Komitmen ESG Semakin Diperkuat
Pengakuan atas peran IIF dalam pembangunan berkelanjutan juga datang dari eksternal. Pada 2025, IIF menerima penghargaan ESG Award dari Yayasan KEHATI. Penghargaan ini bukan sekadar simbolis, melainkan penegasan bahwa investasi infrastruktur juga harus mempertimbangkan aspek sosial dan lingkungan.
“Penghargaan ESG Award 2025 dari Yayasan KEHATI akan mengingatkan tentang tanggung jawab kritis investor dalam mendukung pembangunan berkelanjutan,” ujar Rizki, menegaskan pentingnya ESG sebagai tolok ukur keberhasilan investasi masa kini.
Hal ini memperlihatkan pendekatan pembiayaan yang semakin matang dan terukur, di mana dampak sosial dan lingkungan menjadi bagian tak terpisahkan dari perhitungan kelayakan proyek. IIF membuktikan bahwa pembangunan infrastruktur bisa berjalan seiring dengan perlindungan lingkungan dan kesejahteraan masyarakat.
Sinergi Jadi Kunci Masa Depan Infrastruktur
Dengan skala kebutuhan pendanaan yang masif dan keterbatasan kemampuan fiskal negara, sinergi antara pemerintah, swasta, dan lembaga keuangan pembangunan menjadi sangat penting.
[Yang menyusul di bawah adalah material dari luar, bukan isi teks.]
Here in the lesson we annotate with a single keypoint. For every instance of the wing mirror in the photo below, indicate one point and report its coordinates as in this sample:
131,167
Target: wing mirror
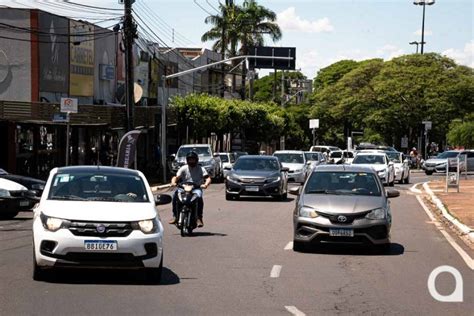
393,193
294,191
162,199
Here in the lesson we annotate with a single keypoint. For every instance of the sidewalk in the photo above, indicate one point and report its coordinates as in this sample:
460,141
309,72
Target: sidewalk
456,208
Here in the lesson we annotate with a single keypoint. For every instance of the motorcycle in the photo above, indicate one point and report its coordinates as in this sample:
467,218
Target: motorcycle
187,205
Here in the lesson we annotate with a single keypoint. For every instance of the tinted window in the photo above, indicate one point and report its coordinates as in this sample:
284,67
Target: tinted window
257,164
359,183
368,159
201,151
102,186
290,158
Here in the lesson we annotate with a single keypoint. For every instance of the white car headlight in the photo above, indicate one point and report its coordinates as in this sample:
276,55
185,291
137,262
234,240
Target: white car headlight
148,226
306,211
378,213
53,223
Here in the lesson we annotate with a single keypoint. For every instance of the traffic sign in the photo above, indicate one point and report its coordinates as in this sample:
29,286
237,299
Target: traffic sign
69,105
314,123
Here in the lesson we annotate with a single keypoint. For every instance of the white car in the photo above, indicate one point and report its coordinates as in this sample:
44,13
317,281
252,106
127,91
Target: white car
93,216
380,162
295,161
402,169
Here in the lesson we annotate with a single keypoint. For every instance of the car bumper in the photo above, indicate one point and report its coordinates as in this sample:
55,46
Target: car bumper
63,249
376,232
296,177
270,189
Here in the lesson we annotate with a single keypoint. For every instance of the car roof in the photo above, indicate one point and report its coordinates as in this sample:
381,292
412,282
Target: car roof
94,169
342,168
257,157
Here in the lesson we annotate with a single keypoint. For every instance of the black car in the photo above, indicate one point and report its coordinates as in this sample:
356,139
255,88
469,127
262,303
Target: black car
257,176
34,185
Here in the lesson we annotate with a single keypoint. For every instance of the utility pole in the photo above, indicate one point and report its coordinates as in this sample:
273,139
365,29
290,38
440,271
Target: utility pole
129,34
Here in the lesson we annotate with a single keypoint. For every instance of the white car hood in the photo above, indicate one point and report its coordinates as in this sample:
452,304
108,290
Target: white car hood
374,166
293,166
98,211
11,185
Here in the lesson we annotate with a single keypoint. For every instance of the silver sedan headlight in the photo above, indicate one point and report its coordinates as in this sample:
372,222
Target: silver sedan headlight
378,213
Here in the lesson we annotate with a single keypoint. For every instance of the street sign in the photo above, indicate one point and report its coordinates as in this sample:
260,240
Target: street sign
404,142
272,63
60,118
427,124
314,123
69,105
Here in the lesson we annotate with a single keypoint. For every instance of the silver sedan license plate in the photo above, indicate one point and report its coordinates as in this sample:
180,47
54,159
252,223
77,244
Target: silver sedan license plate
341,232
251,189
100,245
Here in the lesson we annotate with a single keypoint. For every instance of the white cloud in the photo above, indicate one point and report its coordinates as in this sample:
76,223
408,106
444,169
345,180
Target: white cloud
427,32
464,56
289,21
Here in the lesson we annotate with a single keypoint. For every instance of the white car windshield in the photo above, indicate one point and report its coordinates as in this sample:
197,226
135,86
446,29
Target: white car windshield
290,158
84,186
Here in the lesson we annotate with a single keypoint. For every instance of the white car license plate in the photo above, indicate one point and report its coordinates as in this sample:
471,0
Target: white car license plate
341,232
100,245
251,189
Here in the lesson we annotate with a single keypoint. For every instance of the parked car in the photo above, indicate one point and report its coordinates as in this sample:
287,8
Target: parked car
207,159
295,161
227,161
257,176
32,184
438,164
14,198
402,168
94,216
380,162
323,149
342,204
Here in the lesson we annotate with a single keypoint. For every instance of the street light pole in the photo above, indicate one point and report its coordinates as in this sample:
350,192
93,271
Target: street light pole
423,3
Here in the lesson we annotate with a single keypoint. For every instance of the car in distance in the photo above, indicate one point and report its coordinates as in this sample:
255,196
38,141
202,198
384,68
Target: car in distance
93,216
35,186
15,198
402,169
380,162
227,161
342,204
208,160
257,176
295,161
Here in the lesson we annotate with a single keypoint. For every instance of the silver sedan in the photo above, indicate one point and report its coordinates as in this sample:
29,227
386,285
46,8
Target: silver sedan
342,204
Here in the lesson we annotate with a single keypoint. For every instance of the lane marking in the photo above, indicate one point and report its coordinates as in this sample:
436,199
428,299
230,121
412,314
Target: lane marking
294,311
275,273
467,259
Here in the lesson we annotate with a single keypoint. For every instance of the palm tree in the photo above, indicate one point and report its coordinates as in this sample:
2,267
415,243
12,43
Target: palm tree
245,25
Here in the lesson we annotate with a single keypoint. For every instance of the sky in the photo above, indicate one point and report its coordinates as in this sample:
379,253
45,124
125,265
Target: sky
323,31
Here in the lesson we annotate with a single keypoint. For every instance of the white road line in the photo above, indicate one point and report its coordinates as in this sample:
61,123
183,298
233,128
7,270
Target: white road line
275,271
294,311
469,261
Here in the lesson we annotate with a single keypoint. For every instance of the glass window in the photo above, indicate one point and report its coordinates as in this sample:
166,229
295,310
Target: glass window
359,183
101,186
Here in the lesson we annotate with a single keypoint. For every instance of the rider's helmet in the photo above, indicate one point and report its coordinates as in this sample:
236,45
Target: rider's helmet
192,158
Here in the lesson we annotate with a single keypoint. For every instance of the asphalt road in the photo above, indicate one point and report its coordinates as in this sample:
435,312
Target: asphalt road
237,265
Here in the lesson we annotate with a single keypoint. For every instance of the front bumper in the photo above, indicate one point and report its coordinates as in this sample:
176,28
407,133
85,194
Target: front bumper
268,189
63,249
366,231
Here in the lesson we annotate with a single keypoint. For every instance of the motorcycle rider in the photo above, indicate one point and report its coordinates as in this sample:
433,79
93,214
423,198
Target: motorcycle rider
191,172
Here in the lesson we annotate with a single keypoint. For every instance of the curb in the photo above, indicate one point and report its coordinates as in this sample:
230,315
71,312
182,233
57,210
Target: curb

IIF, dalam konteks ini, tampil sebagai aktor kunci dalam menjembatani kebutuhan tersebut, sekaligus membawa paradigma pembiayaan infrastruktur ke arah yang lebih hijau dan berkelanjutan.
Ke depan, tantangan pembangunan infrastruktur akan semakin kompleks. Namun dengan peran aktif lembaga seperti IIF, harapan untuk menghadirkan infrastruktur yang inklusif, adaptif terhadap perubahan iklim, serta mendorong pertumbuhan ekonomi yang merata, bukanlah hal yang mustahil.